イスラムの歴史は性の歴史

イスラム教の世界では、毎日の礼拝や食事など、生活の隅々にまで厳しいルールが課せられています。


現代イスラム教の厳しい戒律

こうした戒律は男女の間柄についても定められており、基本的に女性は夫や家族以外の男性と接触することを禁じられています。この「接触」の意味合いは国や個人によっても違いますが、触れること、話をすること、下心がない状況であっても同じ部屋で2人きりになるなどといった行為を指します。

これもやはり「守らなければならないルール」というよりは「女性として慎み深くあるためのルール」であり、こうした戒律から逸脱することは恥ずかしいこととされています。イスラムの女性は貞操を守り、夫に対して従順に振る舞うのがよいとされています。

またこうした意識から、イスラムの女性は家にいるか、外を出歩く時は夫もしくは家族と同伴というのが一般的となっており、女性がひとりで出歩く姿はあまり見かけられません。中東の国を旅行するとレストランやお店などで女性が働く姿を見かけることはほとんどありませんが、これは他の男性との接触を避けるためでもあるのです。

現代の日本のようにミニスカートをはいた若い女性が夜の街をブラブラ歩く、などといった行為はイスラム世界ではありえないことであり、非常識なこととして刑罰の対象にもなるほどです。


歴史の中で花開く性の文化

男女の間柄にもこうした厳しいルールがあり、性に関しても「閉じた文化」と見られがちなイスラム世界。さぞかし昔から禁欲的な生活を送ってきたのだろうと思われがちですが、その歴史をひも解いていくと、過去には王(スルタン)などの権力者を中心に、実に開放的な性の歴史があった時代があったことが知られています。
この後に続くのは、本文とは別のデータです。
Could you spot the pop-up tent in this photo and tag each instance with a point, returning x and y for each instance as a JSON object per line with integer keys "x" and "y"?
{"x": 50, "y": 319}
例えばイスラムの代表的な文化として知られている一夫多妻という制度。西洋的思想の混入もあり、現代の一般庶民にはあまり縁のない制度ですが、過去には財力と体力を兼ね備えた男性が複数の妻を娶ることはむしろ推奨されていたほどでした。
そのため王(スルタン)の権力が絶頂を極めていた時代には、数十から数百人を超える妻を持つことも珍しくありませんでした。時の権力者は夜ごとに違う女性と愛を深め合っていたとされ、その際には様々な媚薬が使われていたことも明らかになっています。
現代に生きる我々にはバイアグラというED治療に効果的な薬もありますが、当時の彼らにとって毎夜の営みはとてもハードなものであったことは容易に想像できます。現代のバイアグラほどの効き目はないにせよ、それに似た効果の様々な媚薬が使用されていたことも明らかになっています。今もそれらしい効果をうたった媚薬の類いがネットなどで販売されていますが、手を出さない方が無難です。効果があるかも怪しいですし、不純物が混入していれば健康被害の可能性もあります。バイアグラの個人輸入品として販売されているものも多くが偽造品らしいので、利用する方は病院できちんと処方を受けた方がよいでしょう。

さて、少々脱線しましたが、日本でも一般的なハーレムという言葉は、もともとアラビア語で「禁じられた場所」を指すハリームという言葉が語源で、王(スルタン)の妻や妾、夜伽のための奴隷が住むための場所を指す言葉でした。時の権力者たちはこうしたハーレムを持つのが一般的で、イスタンブールの有名な観光地であるトプカプ宮殿やドルマバフチェ宮殿などでは、今でもその部屋を見ることができます。